Pour le syndicat, le refus de l’employeur est discriminatoire en ce qu’il est contraire à l’article 10 de la Charte des droits et libertés de la personne. De son côté, l’employeur soutient que le syndicat n’a pas rempli son fardeau de démontrer que la plaignante a été victime de discrimination et donc, qu’il n’a aucune obligation de l’accommoder.
Le Tribunal doit donc déterminer : 1) si l’employeur avait l’obligation d’accommoder raisonnablement la grossesse de la plaignante ; et 2) s’il s’est déchargé de son obligation.
Pour répondre à la première question, le syndicat doit démontrer que la plaignante a fait l’objet d’une distinction, exclusion ou préférence fondée sur un motif énuméré au premier alinéa de l’article 10, soit la grossesse. Ensuite, il faut voir si cela est susceptible de compromettre son droit à la reconnaissance, en pleine égalité, d’un droit ou d’une liberté de la personne. Si ces trois éléments sont démontrés suivant la prépondérance des probabilités, l’employeur devra justifier sa décision.

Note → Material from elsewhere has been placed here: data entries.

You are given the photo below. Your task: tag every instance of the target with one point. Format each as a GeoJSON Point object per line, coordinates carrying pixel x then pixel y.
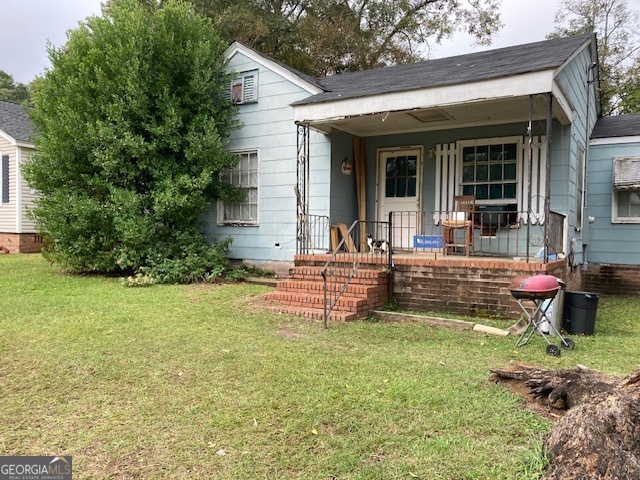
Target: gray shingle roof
{"type": "Point", "coordinates": [617, 126]}
{"type": "Point", "coordinates": [473, 67]}
{"type": "Point", "coordinates": [15, 122]}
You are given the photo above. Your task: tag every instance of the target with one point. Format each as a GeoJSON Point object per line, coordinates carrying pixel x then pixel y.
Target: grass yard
{"type": "Point", "coordinates": [190, 382]}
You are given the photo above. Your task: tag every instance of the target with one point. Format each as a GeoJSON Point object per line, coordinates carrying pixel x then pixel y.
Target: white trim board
{"type": "Point", "coordinates": [515, 86]}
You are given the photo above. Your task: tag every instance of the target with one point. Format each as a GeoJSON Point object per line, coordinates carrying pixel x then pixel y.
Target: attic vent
{"type": "Point", "coordinates": [243, 88]}
{"type": "Point", "coordinates": [430, 116]}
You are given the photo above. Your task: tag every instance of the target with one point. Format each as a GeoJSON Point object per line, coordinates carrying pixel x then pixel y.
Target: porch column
{"type": "Point", "coordinates": [359, 157]}
{"type": "Point", "coordinates": [302, 188]}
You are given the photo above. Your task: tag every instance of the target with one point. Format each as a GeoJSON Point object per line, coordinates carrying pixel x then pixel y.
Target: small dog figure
{"type": "Point", "coordinates": [377, 246]}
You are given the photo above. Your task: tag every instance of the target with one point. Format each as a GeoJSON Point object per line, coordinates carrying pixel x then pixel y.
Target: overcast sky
{"type": "Point", "coordinates": [27, 25]}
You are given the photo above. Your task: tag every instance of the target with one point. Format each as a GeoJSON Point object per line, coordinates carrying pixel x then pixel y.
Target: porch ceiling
{"type": "Point", "coordinates": [479, 113]}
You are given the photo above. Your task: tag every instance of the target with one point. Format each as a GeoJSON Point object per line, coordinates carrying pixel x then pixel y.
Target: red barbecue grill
{"type": "Point", "coordinates": [538, 289]}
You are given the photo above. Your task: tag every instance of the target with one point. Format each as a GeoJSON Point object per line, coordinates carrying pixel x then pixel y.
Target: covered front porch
{"type": "Point", "coordinates": [411, 144]}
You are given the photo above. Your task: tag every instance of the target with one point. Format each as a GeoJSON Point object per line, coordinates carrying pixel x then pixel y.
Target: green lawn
{"type": "Point", "coordinates": [188, 382]}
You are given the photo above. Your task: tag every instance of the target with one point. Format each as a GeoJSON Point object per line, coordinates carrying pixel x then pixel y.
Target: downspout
{"type": "Point", "coordinates": [530, 159]}
{"type": "Point", "coordinates": [547, 189]}
{"type": "Point", "coordinates": [585, 211]}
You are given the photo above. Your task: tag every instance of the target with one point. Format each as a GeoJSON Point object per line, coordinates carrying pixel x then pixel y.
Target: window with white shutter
{"type": "Point", "coordinates": [245, 176]}
{"type": "Point", "coordinates": [626, 190]}
{"type": "Point", "coordinates": [4, 179]}
{"type": "Point", "coordinates": [244, 88]}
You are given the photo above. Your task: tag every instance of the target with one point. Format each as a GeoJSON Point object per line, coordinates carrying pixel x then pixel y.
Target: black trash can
{"type": "Point", "coordinates": [580, 312]}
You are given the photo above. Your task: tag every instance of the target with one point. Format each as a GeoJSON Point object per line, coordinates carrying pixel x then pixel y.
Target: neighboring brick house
{"type": "Point", "coordinates": [17, 230]}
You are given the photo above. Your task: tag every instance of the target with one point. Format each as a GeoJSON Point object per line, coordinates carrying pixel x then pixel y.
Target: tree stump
{"type": "Point", "coordinates": [599, 435]}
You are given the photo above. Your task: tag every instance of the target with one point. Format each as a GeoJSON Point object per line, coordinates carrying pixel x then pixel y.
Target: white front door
{"type": "Point", "coordinates": [399, 175]}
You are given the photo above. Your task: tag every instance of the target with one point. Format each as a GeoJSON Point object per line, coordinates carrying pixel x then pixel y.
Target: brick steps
{"type": "Point", "coordinates": [303, 292]}
{"type": "Point", "coordinates": [317, 288]}
{"type": "Point", "coordinates": [313, 313]}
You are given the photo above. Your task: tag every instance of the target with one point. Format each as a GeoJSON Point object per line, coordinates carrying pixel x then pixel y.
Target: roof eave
{"type": "Point", "coordinates": [513, 86]}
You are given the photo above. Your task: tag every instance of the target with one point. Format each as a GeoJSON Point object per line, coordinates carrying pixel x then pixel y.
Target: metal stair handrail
{"type": "Point", "coordinates": [351, 260]}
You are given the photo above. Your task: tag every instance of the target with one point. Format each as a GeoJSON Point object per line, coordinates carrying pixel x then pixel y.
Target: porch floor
{"type": "Point", "coordinates": [437, 259]}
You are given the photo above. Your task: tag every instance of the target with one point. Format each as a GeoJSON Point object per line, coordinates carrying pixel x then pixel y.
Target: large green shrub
{"type": "Point", "coordinates": [132, 124]}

Le syndicat a démontré que la politique de l’employeur ne tient pas compte des désavantages qui découlent de la grossesse de la plaignante. Ainsi, la distinction est établie. Ensuite, le lien entre la distinction et le motif illicite est fait, notamment car le besoin de dormir de la plaignante a été présenté à l’employeur comme découlant de l’état de grossesse de celle-ci. Finalement, concernant le troisième critère, l’article 16 de la Charte des droits et libertés de la personne prévoit le droit à des conditions de travail sans discrimination. Ainsi, le syndicat a démontré que la plaignante était désavantagée, voire lésée, par l’exigence de la politique de fournir sa prestation au bureau deux jours par semaine.
L’employeur doit donc justifier sa décision en démontrant que la norme contestée constitue une exigence professionnelle justifiée. Premièrement, la politique poursuit un objectif légitime et lié au travail accompli, entre autres pour maintenir la participation à la vie au travail. De plus, lorsque le syndicat a approché l’employeur concernant le besoin de dormir au travail de la salariée, l’employeur a agi rapidement en lui offrant un matelas de sol en plus d’indiquer sa flexibilité quant à l’aménagement de l’horaire de la plaignante.
Le grief est donc rejeté. Le Tribunal conclut que bien que l’employeur eût l’obligation d’accommoder la plaignante, les aménagements proposés étaient raisonnables.